Identify companies that fit a pattern of illegal fishing

Take Home Exercise 2

Author

FANG ZI WEI

Published

May 31, 2023

Modified

June 14, 2023

Data

Load Packages

pacman::p_load(jsonlite,tidygraph,ggraph, visNetwork, tidyverse, lubridate, plotly, DT, zoo, dplyr, ggplot2, tidyr)

Import Dataset

MC2 <- jsonlite::fromJSON("data/mc2_challenge_graph.json")

Data Wrangling

Step 1. Extract the nodes

Show code
mc2_nodes <- as_tibble(MC2$nodes)%>%
  select(id, shpcountry, rcvcountry)
DT::datatable(mc2_nodes, class = "display")

Step 2. Extract the edges

Show code
mc2_edges <- as_tibble(MC2$links) %>%
  mutate(ArrivalDate = ymd(arrivaldate)) %>%
  mutate(Year = year(ArrivalDate)) %>%
  select(source, target, ArrivalDate, Year, hscode, valueofgoods_omu, 
         volumeteu, weightkg, valueofgoodsusd) %>% 
  distinct()
DT::datatable(head(mc2_edges,20), class = "display")

Step 3. Filter HSCode

Our primary goal is to identify companies engaged in illegal fishing activities. In accordance with information from external sources, we need to focus on filtering out those companies with Harmonized System (HS) code prefixes ranging from 301 to 309.

Show code
mc2_edges_fishing <- mc2_edges %>%
  filter(str_sub(hscode, 1, 3) %in% c("301", "302", "303", "304", "305", "306", "307", "308", "309"))

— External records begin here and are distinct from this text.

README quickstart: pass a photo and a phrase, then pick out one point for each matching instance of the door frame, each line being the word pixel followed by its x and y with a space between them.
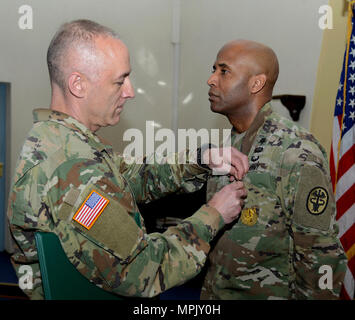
pixel 4 234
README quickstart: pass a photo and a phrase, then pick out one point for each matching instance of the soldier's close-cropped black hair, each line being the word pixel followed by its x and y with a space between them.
pixel 79 32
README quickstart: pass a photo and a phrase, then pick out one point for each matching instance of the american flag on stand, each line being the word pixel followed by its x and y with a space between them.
pixel 342 157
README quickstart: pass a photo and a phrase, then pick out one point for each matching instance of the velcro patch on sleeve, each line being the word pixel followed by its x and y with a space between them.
pixel 314 203
pixel 104 221
pixel 91 209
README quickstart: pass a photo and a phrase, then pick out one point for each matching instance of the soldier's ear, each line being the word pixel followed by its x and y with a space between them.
pixel 77 84
pixel 257 83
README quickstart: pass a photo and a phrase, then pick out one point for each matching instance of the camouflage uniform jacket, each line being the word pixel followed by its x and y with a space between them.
pixel 286 231
pixel 61 164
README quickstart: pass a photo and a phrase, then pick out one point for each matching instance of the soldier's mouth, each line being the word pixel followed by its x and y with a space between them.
pixel 212 96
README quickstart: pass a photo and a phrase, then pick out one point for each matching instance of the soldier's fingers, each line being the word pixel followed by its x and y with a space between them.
pixel 240 161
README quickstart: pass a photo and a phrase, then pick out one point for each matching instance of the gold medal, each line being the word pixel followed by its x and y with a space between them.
pixel 249 216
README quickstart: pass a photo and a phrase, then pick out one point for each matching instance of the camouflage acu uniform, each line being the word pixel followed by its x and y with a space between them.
pixel 286 230
pixel 61 163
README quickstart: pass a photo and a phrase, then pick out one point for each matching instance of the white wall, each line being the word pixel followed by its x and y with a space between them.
pixel 290 27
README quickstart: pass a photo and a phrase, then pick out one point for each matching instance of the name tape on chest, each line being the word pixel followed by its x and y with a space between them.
pixel 91 209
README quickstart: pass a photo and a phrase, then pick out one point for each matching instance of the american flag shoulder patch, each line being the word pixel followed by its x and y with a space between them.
pixel 91 209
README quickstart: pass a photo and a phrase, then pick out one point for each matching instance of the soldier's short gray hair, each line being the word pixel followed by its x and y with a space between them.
pixel 78 32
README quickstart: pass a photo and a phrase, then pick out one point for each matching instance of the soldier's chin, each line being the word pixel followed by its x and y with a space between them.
pixel 214 108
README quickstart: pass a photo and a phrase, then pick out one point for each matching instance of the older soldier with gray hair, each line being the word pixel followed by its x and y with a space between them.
pixel 69 181
pixel 286 232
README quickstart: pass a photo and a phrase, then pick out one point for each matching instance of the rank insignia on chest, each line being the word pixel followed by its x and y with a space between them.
pixel 249 216
pixel 317 201
pixel 91 209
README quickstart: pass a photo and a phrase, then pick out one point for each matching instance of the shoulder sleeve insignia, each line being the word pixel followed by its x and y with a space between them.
pixel 314 200
pixel 249 216
pixel 317 200
pixel 91 209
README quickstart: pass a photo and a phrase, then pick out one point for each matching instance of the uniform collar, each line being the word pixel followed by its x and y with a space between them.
pixel 252 131
pixel 61 118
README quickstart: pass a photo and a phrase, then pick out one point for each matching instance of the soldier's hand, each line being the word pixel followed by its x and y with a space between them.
pixel 229 200
pixel 226 160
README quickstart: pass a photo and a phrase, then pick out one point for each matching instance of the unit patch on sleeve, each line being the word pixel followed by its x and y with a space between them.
pixel 314 201
pixel 91 209
pixel 317 200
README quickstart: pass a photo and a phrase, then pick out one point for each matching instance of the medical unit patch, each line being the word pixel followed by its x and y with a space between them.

Step 4. Replace missing values in “valueofgoodsusd”

We discovered that the columns “valueofgoodsusd” and “valueofgoods_omu” both contained missing values. Some rows, however, provided values in both of these columns. Utilizing this information, we were able to ascertain a conversion rate of 1.5384 (omu/usd). This conversion rate was subsequently employed to fill in the missing data in these columns.

Show code
conversion_rate <- 1.5384 
mc2_edges_fishing$valueofgoodsusd <- ifelse(is.na(mc2_edges_fishing$valueofgoodsusd), 
                              round(mc2_edges_fishing$valueofgoods_omu / conversion_rate,0), 
                              mc2_edges_fishing$valueofgoodsusd)
mc2_edges_fishing <- mc2_edges_fishing %>%
  select(source, target, ArrivalDate, Year, hscode,volumeteu, weightkg, valueofgoodsusd)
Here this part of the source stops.